State v. Anderson

169 S.E.2d 38 | N.C. Ct. App. | 1969

169 S.E.2d 38 (1969)
5 N.C. App. 614

STATE of North Carolina
v.
Horace ANDERSON.

No. 6928SC323.

Court of Appeals of North Carolina.

August 13, 1969.

*39 Atty. Gen. Robert Morgan, Deputy Atty. Gen. Jean A. Benoy and Sp. Asst. Atty. Gen. Thomas J. Bolch for the State.

Sanford W. Brown, Asheville, for defendant appellant.

BRITT, Judge.

The first question presented is whether the superior court erred in overruling defendant's plea of former jeopardy, based upon the proceedings in the county court.

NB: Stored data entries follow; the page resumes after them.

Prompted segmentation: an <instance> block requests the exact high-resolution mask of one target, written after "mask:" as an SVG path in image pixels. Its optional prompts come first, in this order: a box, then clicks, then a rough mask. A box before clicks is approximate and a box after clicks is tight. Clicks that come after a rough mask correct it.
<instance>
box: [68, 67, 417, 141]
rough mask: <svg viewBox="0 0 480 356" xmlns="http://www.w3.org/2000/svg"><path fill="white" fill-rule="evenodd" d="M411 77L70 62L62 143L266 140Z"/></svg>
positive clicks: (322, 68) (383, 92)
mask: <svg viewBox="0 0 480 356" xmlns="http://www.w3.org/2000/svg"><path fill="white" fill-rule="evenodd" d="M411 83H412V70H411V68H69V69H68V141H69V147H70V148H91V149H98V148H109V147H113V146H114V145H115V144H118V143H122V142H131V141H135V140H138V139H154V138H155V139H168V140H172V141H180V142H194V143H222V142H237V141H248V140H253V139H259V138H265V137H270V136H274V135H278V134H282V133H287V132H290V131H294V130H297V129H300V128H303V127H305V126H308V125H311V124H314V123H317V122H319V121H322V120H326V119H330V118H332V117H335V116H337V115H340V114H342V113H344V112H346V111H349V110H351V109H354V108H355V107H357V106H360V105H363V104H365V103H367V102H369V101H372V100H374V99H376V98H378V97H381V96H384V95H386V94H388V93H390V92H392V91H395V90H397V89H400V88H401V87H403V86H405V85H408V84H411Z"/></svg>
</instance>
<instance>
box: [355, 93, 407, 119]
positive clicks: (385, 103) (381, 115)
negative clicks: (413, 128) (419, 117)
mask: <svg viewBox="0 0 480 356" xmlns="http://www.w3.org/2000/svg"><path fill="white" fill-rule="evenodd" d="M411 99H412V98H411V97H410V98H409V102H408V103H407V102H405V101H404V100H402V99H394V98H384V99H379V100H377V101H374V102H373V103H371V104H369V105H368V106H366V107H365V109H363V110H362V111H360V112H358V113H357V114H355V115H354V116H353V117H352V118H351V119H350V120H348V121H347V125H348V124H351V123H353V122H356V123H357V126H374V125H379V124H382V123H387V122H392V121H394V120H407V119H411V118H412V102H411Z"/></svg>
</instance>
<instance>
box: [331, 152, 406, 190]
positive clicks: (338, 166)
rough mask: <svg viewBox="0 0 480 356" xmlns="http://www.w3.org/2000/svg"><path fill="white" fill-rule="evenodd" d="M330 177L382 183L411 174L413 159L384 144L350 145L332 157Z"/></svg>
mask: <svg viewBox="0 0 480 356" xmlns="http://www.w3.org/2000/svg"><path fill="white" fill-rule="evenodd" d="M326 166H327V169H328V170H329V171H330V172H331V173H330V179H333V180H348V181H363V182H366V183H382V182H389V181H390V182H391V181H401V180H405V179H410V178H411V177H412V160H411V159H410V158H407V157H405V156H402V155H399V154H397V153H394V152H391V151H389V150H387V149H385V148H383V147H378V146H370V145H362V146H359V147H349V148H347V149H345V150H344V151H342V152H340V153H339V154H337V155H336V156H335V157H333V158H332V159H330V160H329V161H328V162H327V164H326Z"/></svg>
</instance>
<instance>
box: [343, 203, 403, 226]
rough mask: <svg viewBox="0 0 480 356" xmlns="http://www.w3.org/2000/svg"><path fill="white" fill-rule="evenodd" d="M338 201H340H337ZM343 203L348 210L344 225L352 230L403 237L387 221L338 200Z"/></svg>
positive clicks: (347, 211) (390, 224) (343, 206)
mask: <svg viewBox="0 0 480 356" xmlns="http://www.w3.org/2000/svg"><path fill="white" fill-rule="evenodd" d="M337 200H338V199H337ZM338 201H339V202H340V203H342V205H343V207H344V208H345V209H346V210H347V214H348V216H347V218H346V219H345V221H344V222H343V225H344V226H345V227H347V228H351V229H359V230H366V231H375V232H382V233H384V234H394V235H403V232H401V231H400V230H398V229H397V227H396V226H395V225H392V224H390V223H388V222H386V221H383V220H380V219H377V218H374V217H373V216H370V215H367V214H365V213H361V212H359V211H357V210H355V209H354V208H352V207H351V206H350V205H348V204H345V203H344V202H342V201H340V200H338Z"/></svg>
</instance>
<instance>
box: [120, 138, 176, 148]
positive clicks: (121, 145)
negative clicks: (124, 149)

So far as the record indicates, the misdemeanor charge of assault on a female remains pending in the superior court, on appeal de novo from the county court. "When the effect of an appeal is to transfer the entire record to the appellate court, and to cause the action to be retried in that court, as if originally brought therein, as is the case when appeals are taken from a justice's court upon questions of law and *40 fact, the judgment appealed from is completely annulled, and is not thereafter available for any purpose." (Emphasis added.) State v. Goff, 205 N.C. 545, 172 S.E. 407. See also State v. Stilley, 4 N.C.App. 638, 167 S.E.2d 529; G.S. § 15-177.1; G.S. § 7A-288.

The defendant might well raise the plea of former jeopardy, based upon a final judgment in this case, as a bar to further prosecution of the warrant charging assault on a female. State v. Midyette, 270 N.C. 229, 154 S.E.2d 66; State v. Birckhead, 256 N.C. 494, 124 S.E.2d 838, 6 A.L.R. 3d 888; 2 Strong, N.C. Index 2d, Criminal Law, § 26, p. 518. However, the misdemeanor case is not presently before us. We hold that the superior court did not err in overruling defendant's plea of former jeopardy interposed in the felony case now before us.

The next question presented is whether the parol testimony of the contents of the note handed to the prosecuting witness by the defendant violated the best evidence rule.

This rule appears to be well established in this jurisdiction. "Evidence that a record or document had been lost and could not be found after due diligence, or had been destroyed, is sufficient foundation for the admission of secondary evidence thereof, either by introducing a properly identified copy thereof, or by parol evidence of its contents. But as a general rule parol evidence in regard to writings is properly excluded in the absence of a showing of any effort to procure the writings to offer them in evidence." 3 Strong, N.C. Index 2d, Evidence, § 31, p. 647. Also Stansbury, N.C. Evidence 2d, § 192, p. 503. Here, the record of the proceedings in superior court is devoid of any explanation for the absence of the note itself. We may not speculate as to its whereabouts and disregard the rule.

The State contends that the contents of the note were collateral and therefore the admission of the parol testimony was not prejudicial, citing Stansbury, N.C. Evidence 2d, § 191, p. 499, and State v. Ferguson, 107 N.C. 841, 12 S.E. 574.

It is clear that an essential element of the offense involved here is the defendant's intention at the time of the assault. State v. Walsh, 224 N.C. 218, 29 S.E.2d 743; State v. Jones, 222 N.C. 37, 21 S.E.2d 812; State v. Adams, 214 N.C. 501, 199 S.E. 716. In State v. Jones, supra, in an opinion by Winborne, J., (later C. J.), and quoting from State v. Massey, 86 N.C. 658, it is said: "In order to convict a defendant on the charge of assault with intent to commit rape, the evidence should show not only an assault, but that the defendant intended to gratify his passion on the person of the woman, and that he intended to do so, at all events, notwithstanding any resistance on her part."

The contents of the note were a vital part of the State's evidence in showing the intent of defendant; certainly, the contents of the note were pertinent to the issue rather than collateral. When defendant's counsel objected to the oral testimony regarding the contents of the note, he specifically stated that "the note itself is the best evidence." Inasmuch as the contents of the note were directly in issue, the State was under an obligation to explain the absence of the note itself. We are not convinced that this note falls within the exception for "loose, casual papers." Herring v. Ipock, 187 N.C. 459, 121 S.E. 758; State v. Credle, 91 N.C. 640; Stansbury, N.C. Evidence 2d, § 191, p. 500. The assignment of error is well taken, necessitating a new trial.

While the State's evidence tends to show evil abuse of the young prosecuting witness, the defendant, upon his plea of not guilty, is entitled to a trial free from substantial error in law before he may be convicted and punished for the commission of so serious a crime. State v. Walsh, supra.

*41 As there must be a new trial, we deem it unnecessary to consider the other questions brought forward and argued in defendant's brief.

New trial.

MALLARD, C. J., and PARKER, J., concur.